The Effects of Propagation Techniques on Leaf Vascular Anatomy, Modulus of Elasticity, and Photosynthetic Traits in Micropropagated and Grafted Plants of the Dutch Elm Hybrid ‘Dodoens’

Abstract

Understanding how plants are able to change their structural, physiological, and mechanical properties in response to various propagation methods can help to improve both their performance and their survival when transferred to field conditions. To identify changes between the routinely applied vegetative propagation techniques of in vitro micropropagation and splice grafting we assessed leaf performance for any differences in midrib vascular traits, nanomechanical properties of tracheary element cell walls, and photosynthetic traits in the dutch elm hybrid cultivar Dodoens (i.e., open-pollinated Ulmus glabra ‘Exoniensis’ × Ulmus wallichiana P39). The propagation techniques appear to have had a direct effect on a large portion of the vascular traits.
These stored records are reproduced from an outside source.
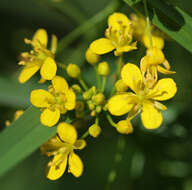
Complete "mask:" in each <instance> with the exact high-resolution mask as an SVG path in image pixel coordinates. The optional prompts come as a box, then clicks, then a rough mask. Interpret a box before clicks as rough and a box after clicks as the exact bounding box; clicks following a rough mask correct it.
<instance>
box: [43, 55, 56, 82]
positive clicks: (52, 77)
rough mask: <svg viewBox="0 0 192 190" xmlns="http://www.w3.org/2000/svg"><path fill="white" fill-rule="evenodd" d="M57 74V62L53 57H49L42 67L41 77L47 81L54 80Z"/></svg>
mask: <svg viewBox="0 0 192 190" xmlns="http://www.w3.org/2000/svg"><path fill="white" fill-rule="evenodd" d="M56 72H57V65H56V63H55V60H54V59H52V58H51V57H47V58H46V59H45V61H44V63H43V65H42V66H41V70H40V74H41V77H42V78H44V79H46V80H52V79H53V77H54V76H55V75H56Z"/></svg>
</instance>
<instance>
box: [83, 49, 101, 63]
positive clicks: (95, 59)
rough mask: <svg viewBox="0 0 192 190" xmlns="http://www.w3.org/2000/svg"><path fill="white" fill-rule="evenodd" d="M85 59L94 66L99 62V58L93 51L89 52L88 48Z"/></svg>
mask: <svg viewBox="0 0 192 190" xmlns="http://www.w3.org/2000/svg"><path fill="white" fill-rule="evenodd" d="M85 58H86V60H87V62H88V63H90V64H92V65H95V64H96V63H98V62H99V59H100V56H99V55H97V54H95V53H94V52H93V51H91V49H90V48H88V49H87V51H86V53H85Z"/></svg>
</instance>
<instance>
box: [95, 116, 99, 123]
mask: <svg viewBox="0 0 192 190" xmlns="http://www.w3.org/2000/svg"><path fill="white" fill-rule="evenodd" d="M95 124H96V125H99V117H98V116H97V117H96V119H95Z"/></svg>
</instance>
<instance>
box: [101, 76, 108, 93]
mask: <svg viewBox="0 0 192 190" xmlns="http://www.w3.org/2000/svg"><path fill="white" fill-rule="evenodd" d="M106 81H107V77H105V76H104V77H103V82H102V87H101V92H104V90H105V85H106Z"/></svg>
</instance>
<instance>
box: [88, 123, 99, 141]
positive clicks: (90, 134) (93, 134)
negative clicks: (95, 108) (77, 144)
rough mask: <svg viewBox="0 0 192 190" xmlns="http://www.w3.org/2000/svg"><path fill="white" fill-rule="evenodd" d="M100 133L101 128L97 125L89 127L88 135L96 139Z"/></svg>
mask: <svg viewBox="0 0 192 190" xmlns="http://www.w3.org/2000/svg"><path fill="white" fill-rule="evenodd" d="M100 133H101V127H100V126H99V125H97V124H93V125H91V126H90V127H89V135H91V136H92V137H94V138H97V137H98V136H99V135H100Z"/></svg>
In the micropropagated plants, the water-conducting area within the primary xylem tissue contained a significantly greater number of tracheary elements which suggests hydraulic safety. In the grafts, the water-conducting area contained a significantly smaller number of tracheary elements, in which the lumen areas were slightly larger than those of the micropropagated plants, resulting in a significantly higher size to number ratio which may indicate a fast and more effective water transport system. Quantitative nanomechanical mapping measurements from atomic force microscopy (AFM) revealed that the tracheary elements of the micropropagated plants formed stiffer cell walls quantified by the reduced Young’s modulus of elasticity (MOE) than those of the grafts. The effect of the rootstock might contribute to the differences in vascular traits, as well as to the differences in cell wall stiffness and cell wall deformation observed between the stock types. The micropropagated plants were subjected to a more sensitive stomatal regulation of gas exchange resulting in the lower rates of net photosynthesis and transpiration. But the higher values of both instantaneous water-use efficiency (WUEinst) and chlorophyll a fluorescence yields found in the micropropagated plants indicate a higher acclimation capacity to stressful environmental conditions specifically for this stock type. Both stock types formed compact homogeneous clusters clearly separated from each other in the multivariate leaf trait analysis.